L’exploit PoC affecte les systèmes Windows 10 et Windows 11 exécutant Microsoft Defender, en particulier les versions avec les fonctionnalités de fichiers cloud activées.
L’antivirus réécrit la menace
Le RedSun PoC met en évidence un comportement contre-intuitif. Le processus de correction de Defender peut restaurer un fichier signalé sous certaines conditions. Plus précisément, les fichiers balisés avec des métadonnées cloud (tels que ceux utilisés par OneDrive et des services similaires) déclenchent un chemin de traitement différent au sein du moteur antivirus.
Plutôt que de supprimer définitivement le fichier malveillant, Defender tente de le restaurer à sa source d’origine, en réécrivant le fichier sur le disque. Le PoC exploite ce mécanisme pour, pendant le processus de réécriture, manipuler le contenu ou la destination du fichier.
Si un attaquant peut contrôler le moment et l’emplacement de la réécriture, il peut remplacer les binaires système ou les fichiers de configuration légitimes par des charges utiles malveillantes. RedSun a démontré cet exploit pour obtenir des privilèges au niveau du SYSTÈME.
Will Dormann d’Infosec Exchange a vérifié le PoC à l’aide de l’API Cloud Files. « Cela fonctionne de manière fiable à 100 % pour passer d’un utilisateur non privilégié à un système contre Windows 11 et Windows Server 2019+ avec les mises à jour d’avril 2026, ainsi que Windows 10, à condition que Windows Defender soit activé », a-t-il déclaré. « Tout système doté de cldapi.dll devrait être affecté. »
Dormann a utilisé l’API Cloud Files pour introduire un fichier spécialement conçu, suivi de « oplock » pour contrôler le timing d’accès aux fichiers. À partir de là, l’exploit exploite les conditions de concurrence de Volume Shadow Copy et les jonctions de répertoires/points d’analyse pour rediriger l’endroit où Defender écrit le fichier.

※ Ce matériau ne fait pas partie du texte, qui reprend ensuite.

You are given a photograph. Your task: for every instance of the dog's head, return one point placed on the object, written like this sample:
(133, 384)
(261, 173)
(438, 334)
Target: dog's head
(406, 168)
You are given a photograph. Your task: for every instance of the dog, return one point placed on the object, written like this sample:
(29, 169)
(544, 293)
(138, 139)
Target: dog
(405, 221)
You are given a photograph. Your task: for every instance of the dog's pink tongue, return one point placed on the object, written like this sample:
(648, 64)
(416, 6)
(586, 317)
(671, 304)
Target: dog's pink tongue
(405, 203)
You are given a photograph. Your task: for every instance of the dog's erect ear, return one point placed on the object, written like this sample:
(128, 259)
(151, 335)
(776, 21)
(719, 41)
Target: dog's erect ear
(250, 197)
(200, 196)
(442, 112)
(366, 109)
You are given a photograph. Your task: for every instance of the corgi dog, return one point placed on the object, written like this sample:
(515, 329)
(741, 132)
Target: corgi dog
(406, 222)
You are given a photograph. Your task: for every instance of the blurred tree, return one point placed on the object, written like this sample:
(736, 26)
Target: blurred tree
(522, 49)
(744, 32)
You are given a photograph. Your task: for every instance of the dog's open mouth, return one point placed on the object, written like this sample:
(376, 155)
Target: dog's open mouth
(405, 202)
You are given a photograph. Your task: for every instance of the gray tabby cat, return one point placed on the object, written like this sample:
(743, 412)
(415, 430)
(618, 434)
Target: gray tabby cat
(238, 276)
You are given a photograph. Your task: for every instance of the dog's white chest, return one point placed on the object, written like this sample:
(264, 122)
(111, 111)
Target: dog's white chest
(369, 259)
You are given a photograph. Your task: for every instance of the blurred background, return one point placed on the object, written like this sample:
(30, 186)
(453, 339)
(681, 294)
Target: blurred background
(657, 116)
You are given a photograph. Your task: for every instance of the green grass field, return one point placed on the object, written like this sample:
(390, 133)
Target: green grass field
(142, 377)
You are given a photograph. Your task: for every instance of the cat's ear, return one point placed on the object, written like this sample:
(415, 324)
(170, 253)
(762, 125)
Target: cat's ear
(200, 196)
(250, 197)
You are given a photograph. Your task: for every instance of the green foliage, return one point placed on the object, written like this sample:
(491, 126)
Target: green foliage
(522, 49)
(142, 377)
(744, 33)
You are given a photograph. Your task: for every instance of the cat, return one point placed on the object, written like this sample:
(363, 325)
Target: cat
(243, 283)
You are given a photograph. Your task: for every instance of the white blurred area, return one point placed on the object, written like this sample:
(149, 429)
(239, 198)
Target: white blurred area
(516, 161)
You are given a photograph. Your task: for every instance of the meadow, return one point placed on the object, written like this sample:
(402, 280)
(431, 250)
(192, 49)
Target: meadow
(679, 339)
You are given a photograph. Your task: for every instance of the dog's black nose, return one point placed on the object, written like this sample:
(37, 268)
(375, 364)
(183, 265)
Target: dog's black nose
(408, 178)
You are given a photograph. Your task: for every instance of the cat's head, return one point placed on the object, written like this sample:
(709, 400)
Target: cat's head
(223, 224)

Deuxième LPE basé sur Defender en quelques jours
La faille Defender corrigée plus tôt cette semaine dans le cadre du Patch Tuesday était l’un des deux bugs zero-day corrigés par Microsoft, et elle permettait également une élévation de privilèges locaux découlant d’une « granularité insuffisante du contrôle d’accès ».

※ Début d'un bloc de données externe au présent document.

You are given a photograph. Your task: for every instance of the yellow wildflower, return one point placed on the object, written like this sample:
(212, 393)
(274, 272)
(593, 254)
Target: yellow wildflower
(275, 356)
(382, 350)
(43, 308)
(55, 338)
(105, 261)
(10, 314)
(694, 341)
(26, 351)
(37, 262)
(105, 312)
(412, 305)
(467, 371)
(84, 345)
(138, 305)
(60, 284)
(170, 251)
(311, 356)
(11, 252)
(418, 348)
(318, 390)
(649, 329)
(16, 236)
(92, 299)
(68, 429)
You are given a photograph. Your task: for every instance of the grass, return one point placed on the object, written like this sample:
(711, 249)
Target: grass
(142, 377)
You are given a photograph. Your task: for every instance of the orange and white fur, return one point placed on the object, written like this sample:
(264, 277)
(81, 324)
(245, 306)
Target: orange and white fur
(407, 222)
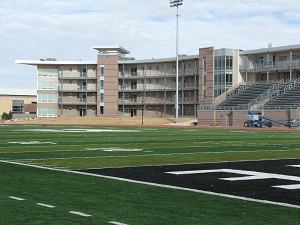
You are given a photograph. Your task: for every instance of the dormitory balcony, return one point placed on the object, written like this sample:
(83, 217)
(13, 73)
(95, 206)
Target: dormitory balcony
(280, 65)
(77, 88)
(157, 101)
(78, 101)
(77, 75)
(158, 74)
(154, 87)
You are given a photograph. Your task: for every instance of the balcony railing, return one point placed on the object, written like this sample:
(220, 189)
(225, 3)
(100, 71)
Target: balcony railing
(153, 87)
(154, 73)
(78, 101)
(158, 101)
(75, 88)
(281, 65)
(77, 75)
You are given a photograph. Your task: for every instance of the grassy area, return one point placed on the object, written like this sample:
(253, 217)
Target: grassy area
(129, 203)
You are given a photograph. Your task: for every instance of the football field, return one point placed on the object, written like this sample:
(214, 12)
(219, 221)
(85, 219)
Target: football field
(138, 175)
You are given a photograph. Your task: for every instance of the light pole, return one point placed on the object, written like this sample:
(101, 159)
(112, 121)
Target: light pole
(142, 112)
(176, 3)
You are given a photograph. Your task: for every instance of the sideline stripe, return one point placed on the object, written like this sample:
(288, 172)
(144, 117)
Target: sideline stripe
(79, 213)
(117, 223)
(156, 154)
(45, 205)
(158, 185)
(16, 198)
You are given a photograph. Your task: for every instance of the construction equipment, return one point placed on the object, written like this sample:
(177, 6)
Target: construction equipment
(258, 120)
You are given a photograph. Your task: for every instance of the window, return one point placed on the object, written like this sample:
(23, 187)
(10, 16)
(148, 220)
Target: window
(18, 106)
(82, 72)
(47, 85)
(282, 58)
(204, 63)
(47, 72)
(296, 57)
(47, 112)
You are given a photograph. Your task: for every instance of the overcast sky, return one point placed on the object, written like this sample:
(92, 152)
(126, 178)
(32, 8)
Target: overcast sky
(69, 29)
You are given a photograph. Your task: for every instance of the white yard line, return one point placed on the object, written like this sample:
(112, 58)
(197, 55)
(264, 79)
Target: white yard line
(117, 223)
(17, 198)
(148, 155)
(158, 185)
(79, 214)
(45, 205)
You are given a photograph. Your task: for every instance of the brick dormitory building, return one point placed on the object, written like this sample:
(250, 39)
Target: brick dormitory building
(117, 85)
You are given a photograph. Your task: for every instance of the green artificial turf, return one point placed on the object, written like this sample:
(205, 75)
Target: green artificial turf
(109, 200)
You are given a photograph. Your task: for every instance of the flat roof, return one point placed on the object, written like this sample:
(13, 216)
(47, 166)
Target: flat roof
(45, 62)
(18, 92)
(271, 49)
(112, 49)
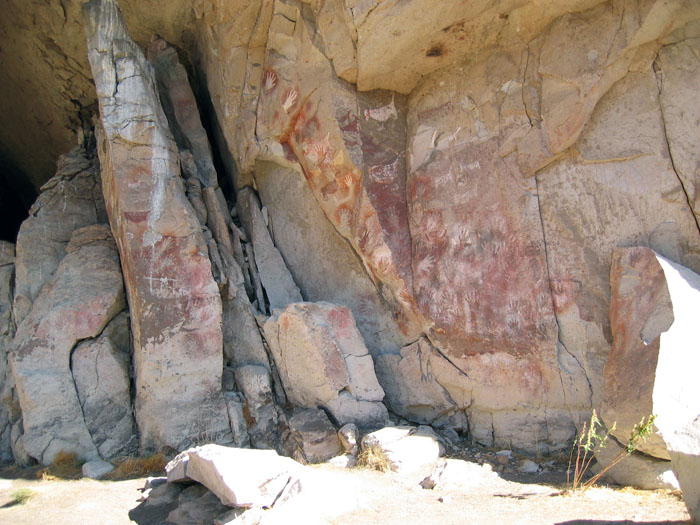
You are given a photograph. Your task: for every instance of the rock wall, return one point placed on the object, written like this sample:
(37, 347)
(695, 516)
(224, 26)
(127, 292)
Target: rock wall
(456, 187)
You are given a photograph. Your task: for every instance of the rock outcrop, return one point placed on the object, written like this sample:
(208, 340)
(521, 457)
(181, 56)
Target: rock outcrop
(100, 370)
(85, 293)
(7, 259)
(71, 199)
(323, 361)
(174, 302)
(489, 205)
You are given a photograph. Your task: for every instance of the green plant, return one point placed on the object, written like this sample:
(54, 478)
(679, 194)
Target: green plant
(593, 438)
(373, 458)
(21, 496)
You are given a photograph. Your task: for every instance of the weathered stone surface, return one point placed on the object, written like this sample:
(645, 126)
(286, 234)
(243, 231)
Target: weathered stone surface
(279, 285)
(684, 445)
(322, 360)
(409, 450)
(96, 469)
(618, 190)
(338, 276)
(174, 302)
(654, 348)
(100, 370)
(176, 468)
(312, 436)
(85, 293)
(424, 387)
(236, 416)
(635, 470)
(239, 477)
(348, 435)
(68, 201)
(181, 108)
(679, 72)
(457, 474)
(7, 332)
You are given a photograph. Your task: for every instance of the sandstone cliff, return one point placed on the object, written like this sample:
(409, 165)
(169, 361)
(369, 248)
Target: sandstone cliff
(364, 206)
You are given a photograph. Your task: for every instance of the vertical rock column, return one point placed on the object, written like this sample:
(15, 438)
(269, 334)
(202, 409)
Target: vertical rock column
(174, 301)
(7, 272)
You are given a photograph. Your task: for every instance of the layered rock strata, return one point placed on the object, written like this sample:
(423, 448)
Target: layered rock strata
(174, 302)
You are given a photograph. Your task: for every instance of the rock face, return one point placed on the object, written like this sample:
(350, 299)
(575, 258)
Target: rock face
(85, 293)
(312, 438)
(448, 194)
(7, 259)
(174, 302)
(654, 351)
(408, 450)
(685, 457)
(323, 361)
(71, 199)
(100, 370)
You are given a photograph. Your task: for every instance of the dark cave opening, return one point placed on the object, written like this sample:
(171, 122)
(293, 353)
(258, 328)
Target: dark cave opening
(16, 197)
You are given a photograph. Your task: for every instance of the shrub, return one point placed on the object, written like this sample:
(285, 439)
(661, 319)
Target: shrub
(592, 439)
(21, 496)
(373, 458)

Alors que Microsoft a attribué la découverte de la faille, identifiée comme CVE-2026-33825, au chercheur en sécurité Zen Dodd, la faille comportait déjà un exploit PoC, « BlueHammer », disponible avant même d’être corrigée. Il vient de « Chaotic Eclipse », un alias utilisé par Nightmare Eclipse sur d’autres plateformes de publication. La faille a reçu une note de gravité élevée de 7,8 sur 10.